I’ve recently started learning Python (long time Java programmer here) and currently in the process of writing some simple server programs. The problem is, for a seemingly similar piece of code, the Java counterpart properly responds to the SIGINT signal (Ctrl+C) whereas the Python one doesn’t. This is seen when a separate thread is used to spawn the server. Code is as follows:
// Java code
package pkg;
import java.io.*;
import java.net.*;
public class ServerTest {
public static void main(final String[] args) throws Exception {
final Thread t = new Server();
t.start();
}
}
class Server extends Thread {
@Override
public void run() {
try {
final ServerSocket sock = new ServerSocket(12345);
while(true) {
final Socket clientSock = sock.accept();
clientSock.close();
}
} catch(Exception e) {
e.printStackTrace();
}
}
}
and Python code:
# Python code
import threading, sys, socket, signal
def startserver():
s = socket.socket(socket.AF_INET, socket.SOCK_STREAM)
s.bind(('', 12345))
s.listen(1)
while True:
csock, caddr = s.accept()
csock.sendall('Get off my lawn kids...\n')
csock.close()
if __name__ == '__main__':
try:
t = threading.Thread(target=startserver)
t.start()
except:
sys.exit(1)
In both the above code snippets, I create a simple server which listens to TCP requests on the given port. When Ctrl+C is pressed in case of the Java code, the JVM exits whereas in the case of the Python code, all I get is a ^C at the shell. The only way I can stop the server is press Ctrl+Z and then manually kill the process.
So I come up with a plan; why not have a sighandler which listens for Ctrl+Z and quits the application? Cool, so I come up with:
import threading, sys, socket, signal
def startserver():
s = socket.socket(socket.AF_INET, socket.SOCK_STREAM)
s.bind(('', 12345))
s.listen(1)
while True:
csock, caddr = s.accept()
csock.sendall('Get off my lawn kids...\n')
csock.close()
def ctrlz_handler(*args, **kwargs):
sys.exit(1)
if __name__ == '__main__':
try:
signal.signal(signal.SIGTSTP, ctrlz_handler)
t = threading.Thread(target=startserver)
t.start()
except:
sys.exit(1)
But now, it seems as I’ve made the situation even worse!

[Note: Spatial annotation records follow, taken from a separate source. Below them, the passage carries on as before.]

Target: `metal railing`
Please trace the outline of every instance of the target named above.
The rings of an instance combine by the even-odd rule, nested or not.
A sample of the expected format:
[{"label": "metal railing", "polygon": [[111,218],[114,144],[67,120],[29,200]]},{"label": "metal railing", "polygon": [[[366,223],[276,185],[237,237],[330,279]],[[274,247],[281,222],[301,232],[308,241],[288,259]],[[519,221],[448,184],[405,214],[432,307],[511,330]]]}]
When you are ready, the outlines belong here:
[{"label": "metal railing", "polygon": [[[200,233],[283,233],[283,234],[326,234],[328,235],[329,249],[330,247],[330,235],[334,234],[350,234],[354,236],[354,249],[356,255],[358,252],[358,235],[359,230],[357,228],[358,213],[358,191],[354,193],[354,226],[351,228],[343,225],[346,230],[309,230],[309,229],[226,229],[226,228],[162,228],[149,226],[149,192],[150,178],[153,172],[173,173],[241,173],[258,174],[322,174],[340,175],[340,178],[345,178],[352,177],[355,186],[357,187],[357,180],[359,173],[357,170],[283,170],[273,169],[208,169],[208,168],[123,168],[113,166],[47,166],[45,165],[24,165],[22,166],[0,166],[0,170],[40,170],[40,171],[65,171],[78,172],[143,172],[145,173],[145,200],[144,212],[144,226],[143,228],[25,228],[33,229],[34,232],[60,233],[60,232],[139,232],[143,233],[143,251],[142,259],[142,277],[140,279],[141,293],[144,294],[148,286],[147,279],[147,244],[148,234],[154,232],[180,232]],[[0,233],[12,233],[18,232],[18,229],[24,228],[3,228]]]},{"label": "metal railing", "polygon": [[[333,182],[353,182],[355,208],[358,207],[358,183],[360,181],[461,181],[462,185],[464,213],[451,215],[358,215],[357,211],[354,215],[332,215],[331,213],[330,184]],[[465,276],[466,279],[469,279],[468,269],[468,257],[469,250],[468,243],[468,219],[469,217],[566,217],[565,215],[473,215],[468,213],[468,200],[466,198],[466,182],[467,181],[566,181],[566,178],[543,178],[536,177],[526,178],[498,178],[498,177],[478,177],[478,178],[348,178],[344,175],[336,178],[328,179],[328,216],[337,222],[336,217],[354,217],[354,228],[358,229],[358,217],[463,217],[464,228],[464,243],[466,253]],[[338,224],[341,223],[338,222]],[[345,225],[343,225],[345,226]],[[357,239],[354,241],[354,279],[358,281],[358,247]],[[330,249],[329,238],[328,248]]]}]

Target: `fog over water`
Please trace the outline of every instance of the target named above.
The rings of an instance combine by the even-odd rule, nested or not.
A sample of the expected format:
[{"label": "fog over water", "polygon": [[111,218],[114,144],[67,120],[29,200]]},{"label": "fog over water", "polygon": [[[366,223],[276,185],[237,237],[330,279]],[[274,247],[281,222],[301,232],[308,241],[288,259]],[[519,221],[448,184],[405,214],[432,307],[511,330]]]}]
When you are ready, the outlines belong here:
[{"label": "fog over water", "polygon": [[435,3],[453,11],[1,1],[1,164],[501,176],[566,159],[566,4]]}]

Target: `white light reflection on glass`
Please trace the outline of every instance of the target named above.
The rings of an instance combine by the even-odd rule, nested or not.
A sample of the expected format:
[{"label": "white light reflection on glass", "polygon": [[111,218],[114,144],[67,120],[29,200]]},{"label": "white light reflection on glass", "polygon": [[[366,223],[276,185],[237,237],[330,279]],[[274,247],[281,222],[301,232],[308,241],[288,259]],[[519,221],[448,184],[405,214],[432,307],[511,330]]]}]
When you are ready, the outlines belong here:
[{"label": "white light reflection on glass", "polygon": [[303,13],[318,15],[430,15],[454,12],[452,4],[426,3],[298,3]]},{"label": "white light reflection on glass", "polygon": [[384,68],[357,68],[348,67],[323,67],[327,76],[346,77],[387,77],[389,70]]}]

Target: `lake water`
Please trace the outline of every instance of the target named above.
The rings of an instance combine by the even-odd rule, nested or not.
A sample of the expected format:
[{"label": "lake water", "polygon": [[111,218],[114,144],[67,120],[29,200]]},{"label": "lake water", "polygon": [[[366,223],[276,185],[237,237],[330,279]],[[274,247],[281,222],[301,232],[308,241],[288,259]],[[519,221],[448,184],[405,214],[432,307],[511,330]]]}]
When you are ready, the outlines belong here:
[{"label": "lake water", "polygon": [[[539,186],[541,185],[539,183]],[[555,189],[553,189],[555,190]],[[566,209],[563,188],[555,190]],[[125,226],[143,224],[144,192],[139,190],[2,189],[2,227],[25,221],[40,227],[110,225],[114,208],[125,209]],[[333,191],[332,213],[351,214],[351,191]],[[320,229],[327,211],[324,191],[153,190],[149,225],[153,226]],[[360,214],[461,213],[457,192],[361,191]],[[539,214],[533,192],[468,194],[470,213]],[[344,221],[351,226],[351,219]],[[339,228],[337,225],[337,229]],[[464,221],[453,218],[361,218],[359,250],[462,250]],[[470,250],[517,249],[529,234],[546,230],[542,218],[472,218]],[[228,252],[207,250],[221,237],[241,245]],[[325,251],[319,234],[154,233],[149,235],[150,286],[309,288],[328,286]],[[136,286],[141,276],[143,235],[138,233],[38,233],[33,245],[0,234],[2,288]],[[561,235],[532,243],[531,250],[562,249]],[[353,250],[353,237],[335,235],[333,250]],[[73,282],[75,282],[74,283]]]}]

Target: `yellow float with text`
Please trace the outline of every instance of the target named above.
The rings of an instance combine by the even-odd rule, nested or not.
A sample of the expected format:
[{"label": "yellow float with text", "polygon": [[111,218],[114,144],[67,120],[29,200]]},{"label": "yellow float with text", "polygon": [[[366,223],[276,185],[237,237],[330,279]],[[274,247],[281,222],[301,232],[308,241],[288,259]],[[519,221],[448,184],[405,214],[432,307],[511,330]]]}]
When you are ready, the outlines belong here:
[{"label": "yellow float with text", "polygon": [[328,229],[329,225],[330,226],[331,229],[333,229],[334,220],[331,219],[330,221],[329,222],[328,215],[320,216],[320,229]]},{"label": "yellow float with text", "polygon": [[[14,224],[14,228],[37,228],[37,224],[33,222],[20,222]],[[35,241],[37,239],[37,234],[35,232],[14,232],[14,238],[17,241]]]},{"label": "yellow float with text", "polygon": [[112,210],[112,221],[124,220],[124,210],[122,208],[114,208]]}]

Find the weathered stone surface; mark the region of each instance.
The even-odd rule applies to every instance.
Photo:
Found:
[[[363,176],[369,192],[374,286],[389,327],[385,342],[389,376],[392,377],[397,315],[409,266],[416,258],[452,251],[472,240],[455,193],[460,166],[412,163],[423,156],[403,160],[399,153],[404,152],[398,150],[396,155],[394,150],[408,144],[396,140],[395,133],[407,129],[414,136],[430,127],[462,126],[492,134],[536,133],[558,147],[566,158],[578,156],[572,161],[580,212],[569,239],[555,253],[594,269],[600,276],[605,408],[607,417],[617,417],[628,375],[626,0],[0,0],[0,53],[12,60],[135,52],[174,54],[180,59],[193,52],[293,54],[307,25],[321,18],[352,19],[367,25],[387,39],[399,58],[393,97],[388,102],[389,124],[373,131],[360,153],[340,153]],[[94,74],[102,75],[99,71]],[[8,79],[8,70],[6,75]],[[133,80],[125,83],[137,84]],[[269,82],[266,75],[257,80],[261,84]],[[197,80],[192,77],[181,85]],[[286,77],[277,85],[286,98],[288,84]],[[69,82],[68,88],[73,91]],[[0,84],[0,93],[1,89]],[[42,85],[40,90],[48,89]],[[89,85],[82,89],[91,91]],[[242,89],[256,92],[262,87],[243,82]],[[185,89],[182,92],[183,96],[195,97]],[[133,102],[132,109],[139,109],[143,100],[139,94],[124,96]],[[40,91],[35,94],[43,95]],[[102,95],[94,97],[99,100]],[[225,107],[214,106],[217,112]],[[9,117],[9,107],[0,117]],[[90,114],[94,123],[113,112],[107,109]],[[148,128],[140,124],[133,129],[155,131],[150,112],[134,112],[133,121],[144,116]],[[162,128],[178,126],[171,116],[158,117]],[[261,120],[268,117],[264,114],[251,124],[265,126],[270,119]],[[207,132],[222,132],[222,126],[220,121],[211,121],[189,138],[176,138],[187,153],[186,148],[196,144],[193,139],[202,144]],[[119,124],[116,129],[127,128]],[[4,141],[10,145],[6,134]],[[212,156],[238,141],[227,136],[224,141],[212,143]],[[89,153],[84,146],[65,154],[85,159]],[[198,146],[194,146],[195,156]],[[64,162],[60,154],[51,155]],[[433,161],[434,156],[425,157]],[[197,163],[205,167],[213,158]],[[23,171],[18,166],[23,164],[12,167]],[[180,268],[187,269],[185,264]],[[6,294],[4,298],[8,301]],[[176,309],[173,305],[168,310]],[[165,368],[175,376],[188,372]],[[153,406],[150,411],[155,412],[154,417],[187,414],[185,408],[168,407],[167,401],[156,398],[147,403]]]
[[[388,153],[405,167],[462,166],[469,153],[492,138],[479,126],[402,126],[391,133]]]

Now pressing Ctrl+C at the shell emits ‘^C’ and pressing Ctrl+Z at the shell emits ‘^Z’.
So my question is, why this weird behaviour? I’d probably have multiple server processes running as separate threads in the same process so any clean way of killing the server when the process receives SIGINT? BTW using Python 2.6.4 on Ubuntu.
TIA,
sasuke
Several issues:
Don’t catch all exceptions and silently exit. That’s the worst possible thing you can do.
Unless you really know what you’re doing, never catch SIGTSTP. It’s not a signal meant for applications to intercept, and if you’re catching it, chances are you’re doing something wrong.

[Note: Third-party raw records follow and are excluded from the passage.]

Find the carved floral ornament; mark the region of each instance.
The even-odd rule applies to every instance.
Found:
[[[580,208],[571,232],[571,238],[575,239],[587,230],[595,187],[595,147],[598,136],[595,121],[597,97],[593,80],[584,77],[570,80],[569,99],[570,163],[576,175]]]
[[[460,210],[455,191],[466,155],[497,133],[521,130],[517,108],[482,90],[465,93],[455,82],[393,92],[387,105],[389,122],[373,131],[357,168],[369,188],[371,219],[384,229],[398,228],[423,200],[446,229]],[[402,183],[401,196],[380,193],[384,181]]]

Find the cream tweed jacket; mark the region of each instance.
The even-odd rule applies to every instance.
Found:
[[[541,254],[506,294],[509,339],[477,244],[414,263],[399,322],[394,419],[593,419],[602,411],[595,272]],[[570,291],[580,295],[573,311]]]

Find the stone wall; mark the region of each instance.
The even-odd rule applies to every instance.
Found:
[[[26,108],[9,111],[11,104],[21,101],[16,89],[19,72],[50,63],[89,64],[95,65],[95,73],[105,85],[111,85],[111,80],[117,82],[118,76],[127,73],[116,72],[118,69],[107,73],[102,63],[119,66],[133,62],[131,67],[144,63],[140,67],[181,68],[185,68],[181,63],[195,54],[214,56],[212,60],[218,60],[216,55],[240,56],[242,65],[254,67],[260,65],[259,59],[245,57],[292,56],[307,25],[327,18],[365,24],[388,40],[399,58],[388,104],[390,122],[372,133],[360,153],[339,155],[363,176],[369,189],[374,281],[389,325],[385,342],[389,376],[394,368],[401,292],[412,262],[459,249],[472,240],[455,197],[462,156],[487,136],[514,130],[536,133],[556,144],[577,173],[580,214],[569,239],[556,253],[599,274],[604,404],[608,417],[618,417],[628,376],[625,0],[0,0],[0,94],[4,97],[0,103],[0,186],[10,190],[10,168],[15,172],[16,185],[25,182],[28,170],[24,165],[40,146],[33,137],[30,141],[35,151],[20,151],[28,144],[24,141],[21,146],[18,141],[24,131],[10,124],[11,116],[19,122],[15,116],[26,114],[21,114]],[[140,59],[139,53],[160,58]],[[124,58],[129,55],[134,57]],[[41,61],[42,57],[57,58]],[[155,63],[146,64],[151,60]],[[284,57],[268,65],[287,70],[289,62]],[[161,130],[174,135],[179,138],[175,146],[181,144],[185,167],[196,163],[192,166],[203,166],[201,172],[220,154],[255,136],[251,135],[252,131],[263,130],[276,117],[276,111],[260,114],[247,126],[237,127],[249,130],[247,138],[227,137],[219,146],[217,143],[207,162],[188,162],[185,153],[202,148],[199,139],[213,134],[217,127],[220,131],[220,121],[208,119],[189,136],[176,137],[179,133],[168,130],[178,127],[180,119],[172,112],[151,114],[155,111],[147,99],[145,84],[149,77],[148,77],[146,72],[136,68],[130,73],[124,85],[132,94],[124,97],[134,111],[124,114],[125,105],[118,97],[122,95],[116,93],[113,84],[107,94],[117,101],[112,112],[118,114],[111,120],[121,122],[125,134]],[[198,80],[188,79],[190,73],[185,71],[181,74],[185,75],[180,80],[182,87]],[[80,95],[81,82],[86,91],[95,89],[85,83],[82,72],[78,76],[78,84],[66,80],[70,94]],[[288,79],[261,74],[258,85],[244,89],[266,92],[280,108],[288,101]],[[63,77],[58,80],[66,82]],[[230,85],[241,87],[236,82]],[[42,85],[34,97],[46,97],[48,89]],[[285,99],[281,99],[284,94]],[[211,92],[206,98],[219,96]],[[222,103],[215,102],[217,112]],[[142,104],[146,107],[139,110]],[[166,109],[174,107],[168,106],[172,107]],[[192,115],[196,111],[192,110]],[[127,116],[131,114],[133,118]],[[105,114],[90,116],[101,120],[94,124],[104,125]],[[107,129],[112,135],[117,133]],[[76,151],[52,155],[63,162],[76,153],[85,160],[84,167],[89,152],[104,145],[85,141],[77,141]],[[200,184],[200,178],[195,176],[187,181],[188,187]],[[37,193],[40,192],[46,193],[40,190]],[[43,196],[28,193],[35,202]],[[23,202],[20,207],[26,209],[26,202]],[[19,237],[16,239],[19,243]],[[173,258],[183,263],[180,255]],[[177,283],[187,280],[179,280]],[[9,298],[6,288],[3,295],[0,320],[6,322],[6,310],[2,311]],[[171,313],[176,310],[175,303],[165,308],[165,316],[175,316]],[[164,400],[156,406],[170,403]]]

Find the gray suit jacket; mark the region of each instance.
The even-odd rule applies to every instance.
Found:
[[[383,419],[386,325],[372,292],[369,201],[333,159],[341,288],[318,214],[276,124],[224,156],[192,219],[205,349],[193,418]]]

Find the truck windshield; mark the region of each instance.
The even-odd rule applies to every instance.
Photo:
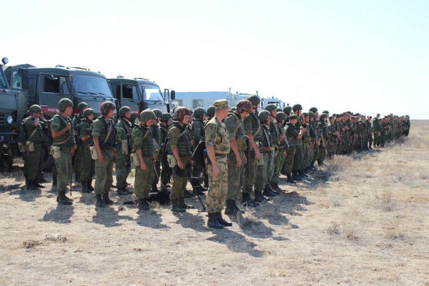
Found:
[[[164,99],[159,87],[151,84],[140,85],[140,90],[143,90],[143,87],[144,87],[144,93],[143,96],[144,100],[164,102]]]
[[[100,77],[73,75],[73,86],[79,96],[113,97],[107,80]]]

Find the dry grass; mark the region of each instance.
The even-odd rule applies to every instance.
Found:
[[[412,121],[408,139],[335,156],[297,185],[282,176],[293,196],[220,230],[196,209],[137,211],[121,204],[130,196],[96,209],[75,192],[59,206],[50,184],[0,177],[0,284],[429,285],[428,127]]]

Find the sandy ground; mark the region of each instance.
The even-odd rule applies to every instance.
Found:
[[[0,284],[429,285],[428,128],[412,121],[407,139],[336,156],[295,186],[282,176],[299,196],[224,230],[197,209],[96,209],[93,194],[57,205],[50,184],[27,192],[21,173],[2,173]]]

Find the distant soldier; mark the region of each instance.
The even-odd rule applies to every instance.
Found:
[[[79,136],[77,133],[77,127],[80,125],[82,123],[82,120],[83,119],[83,111],[86,108],[88,108],[89,105],[85,102],[81,102],[77,105],[77,110],[79,114],[75,114],[73,117],[73,126],[74,127],[75,136]],[[75,138],[77,148],[80,149],[80,142],[78,140],[79,138],[77,137]],[[76,183],[80,183],[80,171],[82,168],[82,154],[80,151],[78,150],[77,152],[75,152],[75,182]]]
[[[244,166],[247,160],[244,151],[247,148],[248,137],[243,127],[243,119],[251,111],[250,101],[242,99],[237,103],[235,111],[230,111],[225,119],[225,127],[229,133],[228,139],[231,146],[228,155],[228,184],[225,214],[234,215],[244,212],[237,205],[236,201],[246,178]]]
[[[113,158],[118,160],[115,149],[115,123],[112,120],[116,109],[111,101],[104,101],[100,106],[101,116],[92,124],[94,146],[98,153],[95,160],[95,206],[105,207],[115,202],[109,199],[109,192],[113,183]]]
[[[58,102],[58,109],[60,111],[50,120],[52,146],[58,147],[54,152],[58,152],[56,156],[59,155],[55,158],[58,174],[57,201],[59,204],[71,205],[73,200],[66,196],[66,191],[72,178],[72,156],[76,151],[74,128],[70,117],[73,111],[73,103],[68,98],[63,98]]]
[[[31,115],[24,120],[23,127],[25,128],[27,134],[27,141],[32,149],[29,150],[30,156],[27,157],[26,152],[23,153],[23,157],[26,157],[24,161],[24,168],[27,172],[27,190],[37,190],[38,188],[43,188],[44,186],[39,184],[39,178],[41,177],[43,167],[43,142],[47,139],[43,129],[47,129],[47,122],[43,118],[42,108],[37,105],[30,107]],[[20,141],[24,142],[23,133],[20,133]],[[30,146],[32,145],[32,146]],[[2,152],[0,151],[0,152]],[[3,164],[3,162],[2,162]]]
[[[127,135],[131,132],[132,124],[130,121],[131,118],[131,108],[122,106],[118,115],[119,120],[116,124],[116,187],[118,196],[124,196],[133,192],[127,189],[127,178],[131,171],[131,166],[127,165],[128,155],[123,153],[122,141],[127,140]]]
[[[231,226],[222,217],[224,202],[228,190],[228,159],[230,152],[228,132],[222,121],[228,114],[228,101],[220,99],[215,101],[216,109],[214,117],[205,126],[206,146],[208,158],[206,158],[208,173],[208,190],[207,192],[207,225],[215,228]]]
[[[94,190],[92,187],[92,178],[95,174],[95,160],[91,156],[89,148],[92,146],[92,136],[91,126],[94,121],[95,111],[86,108],[83,111],[83,119],[79,125],[79,137],[82,141],[82,169],[80,171],[80,183],[82,193],[90,193]]]
[[[150,127],[157,121],[155,112],[145,110],[140,113],[140,123],[131,131],[133,150],[136,151],[140,165],[136,166],[134,177],[134,193],[137,198],[137,206],[143,210],[149,210],[150,204],[147,199],[153,184],[153,169],[156,162],[155,148]]]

KeyboardInterrupt is only sent to the initial thread of the program, and never to other threads. This is done for a couple reasons. Generally, you want to deal with ^C in a single place, and not in a random, arbitrary thread that happens to receive the exception. Also, it helps guarantee that, in normal operation, most threads never receive asynchronous exceptions; this is useful since (in all languages, including Java) they’re very hard to deal with reliably.
You’re never going to see the KeyboardInterrupt here, because your main thread exits immediately after starting the secondary thread. There’s no main thread to receive the exception, and it’s simply discarded.
The fix is two-fold: keep the main thread around, so the KeyboardInterrupt has somewhere to go, and only catch KeyboardInterrupt, not all exceptions.